Perché il benessere mentale sul lavoro è priorità assoluta per i professionisti, in Italia e nel mondo?
Dipendenti a tempo pieno, libero-professionisti, con profili junior o senior, operativi nei più diversi settori, quasi tutti concordano su un punto: il benessere mentale, sul lavoro, non è un bene sindacabile. È un must-have.
Ci sono state epoche, nemmeno molto lontane, in cui il parametro prevalente (se non l’unico), nella sfera dei livelli di soddisfazione professionale, si misurava in numeri: quelli relativi allo stipendio in primis, seguiti a ruota da percentuali di premi aziendali e scatti di carriera. Del resto, la retribuzione rimane un parametro di legittima e indiscussa importanza.
Ma se chiedete oggi a una persona che lavora, in pressoché qualsiasi settore e a prescindere dall’età, quali siano le priorità nel contesto professionale, o i fattori di maggiore rilievo per poter sostenere collaborazioni proficue e a lungo termine, è molto probabile che le risposte siano più legate alla sfera emotiva e personale che a quella economica.
A evidenziare questo interessante cambiamento di rotta è un recente studio di Jobseeker, piattaforma dedicata alla ricerca di lavoro con milioni di utenti in tutto il mondo, e pertanto regolarmente aggiornata su tutti trend più recenti – sia sul fronte dell’offerta occupazionale, sia, come in questo caso, sul fronte delle necessità e delle aspettative di chi lavora, è in cerca di impiego o vuole cambiarlo.
Per il 77 per cento dei professionisti che hanno partecipato allo studio, è essenziale che organizzazioni e aziende forniscano strumenti di supporto alla salute mentale. Per esempio, modalità di lavoro flessibile, permessi e ferie retribuiti, congedo parentale: benefit molto concreti, in assenza dei quali l’equilibrio tra vita privata e professionale può diventare molto difficile, aumentando il rischio di burn out. Ma è ritenuto di altrettanto valore un ambiente di lavoro sereno e supportivo, in grado di incentivare senso di appartenenza e collaborazione autentica.
Se è vero, come rileva ancora lo studio, che tali esigenze sono trasversali, possiamo legittimamente dedurre che la consapevolezza rispetto a questi temi non sia appannaggio di nicchie (determinati settori, fasce di età ecc.), bensì appartenga al sentire collettivo. Pur individuando una lieve disparità di genere, di fatto il supporto alla salute mentale sul posto di lavoro è avvertito come prioritario sia dalla maggioranza della popolazione femminile (81%) sia dalla maggioranza di quella maschile (73%). Il che porta anche a dedurre che il benessere psicologico, da tabù, sia diventato argomento di discussione aperta, nonché occasione per condividere opinioni e strategie.

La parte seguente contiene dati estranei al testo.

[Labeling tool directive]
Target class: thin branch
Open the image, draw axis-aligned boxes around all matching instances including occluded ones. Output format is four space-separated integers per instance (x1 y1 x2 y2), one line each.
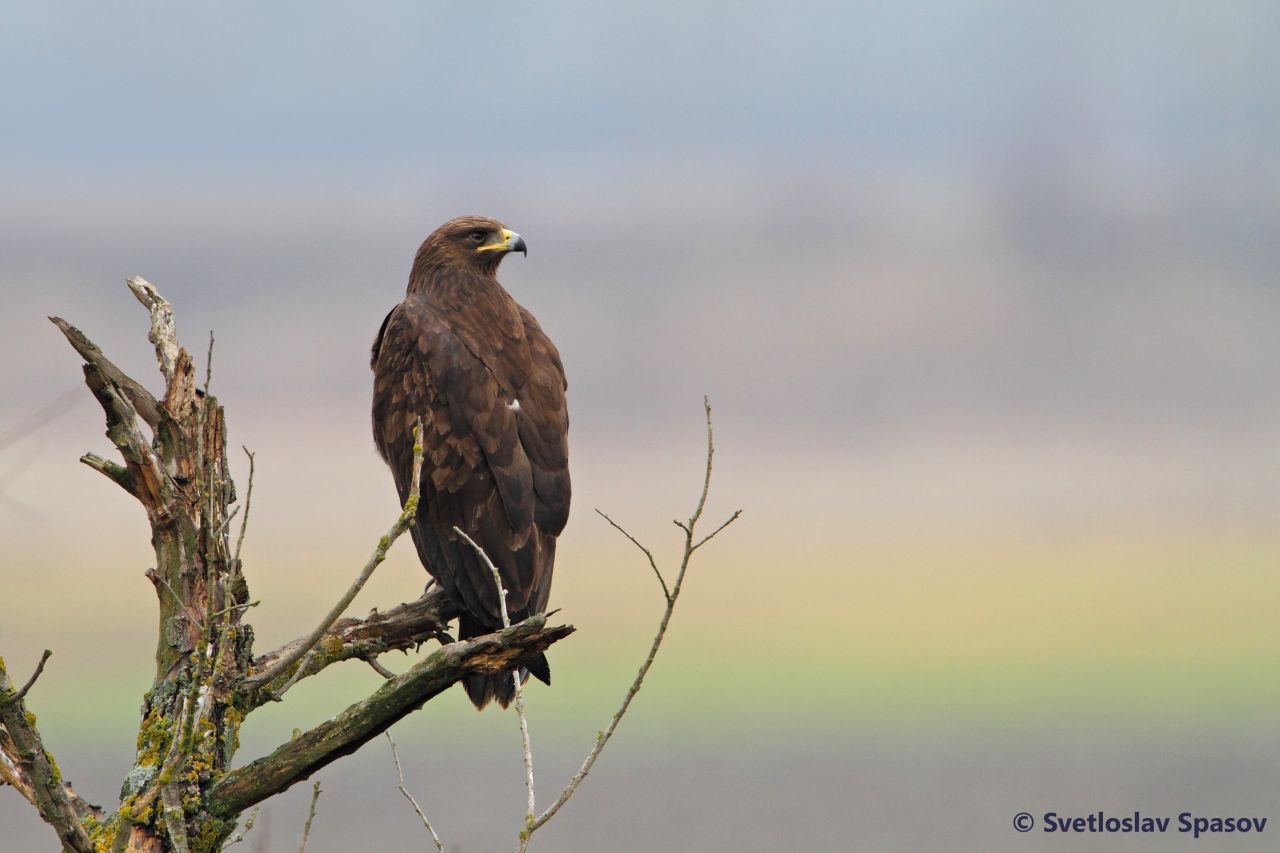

Qualche altro insight? L’Osservatorio HR Innovation Practice del Politecnico di Milano, analizzando i tre pilastri del benessere lavorativo (fisico, sociale, psicologico) ha rilevato che soltanto il 9% degli occupati dichiara piena soddisfazione su tutti i livelli, e che l’aspetto più critico è proprio quello psicologico, con 4 lavoratori italiani su 10 che attribuiscono almeno un’assenza sul lavoro a un malessere emotivo nell’ultimo anno.
Poi ci sono le stime dell’Organizzazione Mondiale della Sanità – OMS, che ha segnalato un incremento significativo (fino al 25%) dei disturbi psicologici in ambito lavorativo nel periodo post-pandemico, con ricadute negative dirette sulla salute delle persone coinvolte, indirette sulla produttività e sull’economia.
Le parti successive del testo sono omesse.